The United Nations migration agency today reported thousands of new arrivals at Iraqi sites for the internally displaced persons (IDPs) fleeing Mosul’s western sector where fighting is taking place between the Government forces and Islamic State of Iraq and the Levant (ISIL/Da’esh) terrorists.
Since the start of Iraqi forces’ efforts to retake the city’s western section on 19 February, more than 10,000 people have been displaced in the zone, according to Iraq’s Ministry of Migration and Displacement (MoMD).
“We are very worried about the fate of the tens of thousands of families still trapped inside of West Mosul,” said Mr. Weiss.
IOM reported some 1,650 people arrived today at the Hamam al-Aleel facility, and nearly 2,800 arrived at Qayara air strip on Sunday night. Both these locations are in Nineweh Governorate southeast of Mosul.
MoMD estimates another 3,000 individuals are already moving towards the checkpoints and are expected to arrive tomorrow.
These numbers, among the largest in weeks, are just a fraction of the 250,000 or more people who could yet be displaced from western Mosul as fighting escalates, said IOM Iraq press officer Hala Jaber.
“There is serious concern for the 750,000 trapped in the densely populated western sector, with conditions worsening daily, according to reports and testimonies from those who have managed to escape,” she said.
Those who arrived at the Qayara site yesterday, including children, spoke of seeing dead bodies on the streets as they escaped.
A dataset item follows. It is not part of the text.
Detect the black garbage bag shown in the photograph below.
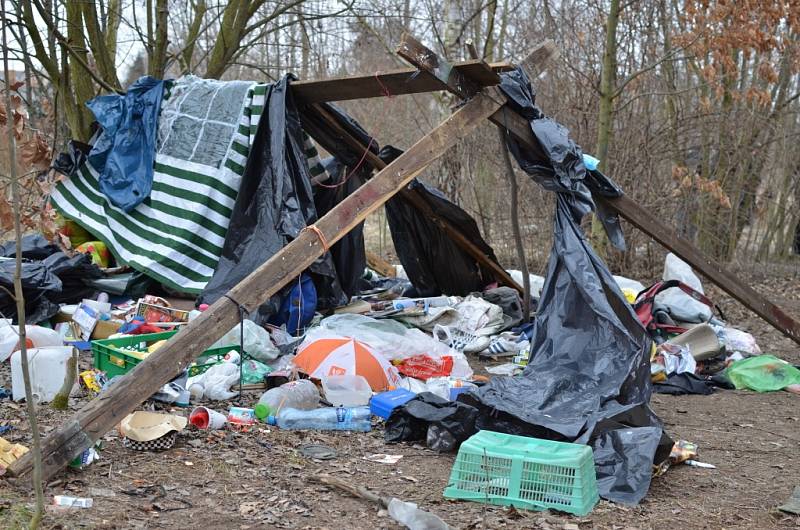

Many corpses, they said, were ISIL fighters; others civilians killed by Improvised Explosive Devices (IEDs) laid by militants.
Families escaping with children are reportedly taping their mouths with duct tape to ensure they don’t cry or make a sound that would alert ISIL. Other families are giving their children sleeping pills or Valium to keep them quiet during their escape.
IOM’s Qayara site is currently providing shelter for 4,472 displaced families or 25,344 individuals, with a planned capacity to hold 10,000 families or 60,000 individuals. The Haj Ali emergency site is currently hosting 1,565 displaced families, or 6,994 individuals, with a planned capacity for 7,000 families, or 40,000 individuals.